Yavaş yavaş listeler eridi, insanlar bulundu ve aynı zamanda Rusya Acil Durumlar Bakanlığı'nın tahliye uçuşları için başka bir liste hazırlanmaya başlandı. Yeni Yıldan önce beni Phuket'e getiren ilk uçuş içme suyuŞişelerde (adada kronik bir kıtlık vardı), Rus diplomatlar 80'den fazla Rus'u ve Ukrayna, Belarus ve Litvanya da dahil olmak üzere komşu ülkelerin vatandaşlarını evlerine göndermeyi başardılar.

Üçüncü bir liste daha vardı: Kayıp olduğu düşünülen, ancak tsunami sırasında bulundukları yerin koşulları ve görgü tanıklarının ifadeleri nedeniyle büyük olasılıkla ölenler. 8 Ocak'ta bu liste kesinleşti.
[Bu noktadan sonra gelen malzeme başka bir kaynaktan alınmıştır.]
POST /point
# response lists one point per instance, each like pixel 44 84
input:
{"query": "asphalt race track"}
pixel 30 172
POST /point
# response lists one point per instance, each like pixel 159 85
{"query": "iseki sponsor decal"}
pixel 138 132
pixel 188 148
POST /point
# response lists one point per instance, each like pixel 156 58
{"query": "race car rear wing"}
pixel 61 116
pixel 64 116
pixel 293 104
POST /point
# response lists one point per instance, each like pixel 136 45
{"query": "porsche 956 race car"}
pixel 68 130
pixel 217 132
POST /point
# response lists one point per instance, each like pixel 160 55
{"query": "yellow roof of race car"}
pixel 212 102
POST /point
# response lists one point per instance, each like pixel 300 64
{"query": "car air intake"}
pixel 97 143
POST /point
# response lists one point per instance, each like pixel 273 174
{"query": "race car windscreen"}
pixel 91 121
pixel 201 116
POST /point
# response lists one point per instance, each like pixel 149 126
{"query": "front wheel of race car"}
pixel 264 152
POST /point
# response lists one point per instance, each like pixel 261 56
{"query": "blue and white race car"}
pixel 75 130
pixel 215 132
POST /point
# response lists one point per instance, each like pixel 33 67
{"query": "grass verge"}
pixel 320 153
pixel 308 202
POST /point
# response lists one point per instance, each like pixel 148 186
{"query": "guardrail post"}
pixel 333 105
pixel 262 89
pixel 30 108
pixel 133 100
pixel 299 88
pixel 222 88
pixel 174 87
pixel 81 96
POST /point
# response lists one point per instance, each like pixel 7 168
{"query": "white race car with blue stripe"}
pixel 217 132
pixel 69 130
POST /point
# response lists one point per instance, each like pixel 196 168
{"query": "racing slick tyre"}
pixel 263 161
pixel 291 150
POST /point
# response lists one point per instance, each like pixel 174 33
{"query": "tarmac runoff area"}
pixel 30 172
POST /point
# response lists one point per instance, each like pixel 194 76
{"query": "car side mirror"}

On isim kaldı. Ölenlerin kimliklerinin belirlenmesi yıllar sürdü. Liste değişmedi, yalnızca listede adı geçen kişiler bugün artık kayıp sayılmıyor ve resmi olarak ölü sayılıyor. İşte isimleri: Oksana Lipuntsova ve dört yaşındaki oğlu Artem, Sergei Borgolova, Natalya Borgolova, oğulları Vladislav Borgolova, Maria Gabunia, Olga Gabunia, Evgeniy Mikhalenkov, Alexandra Gulida, Vitaly Kimstach.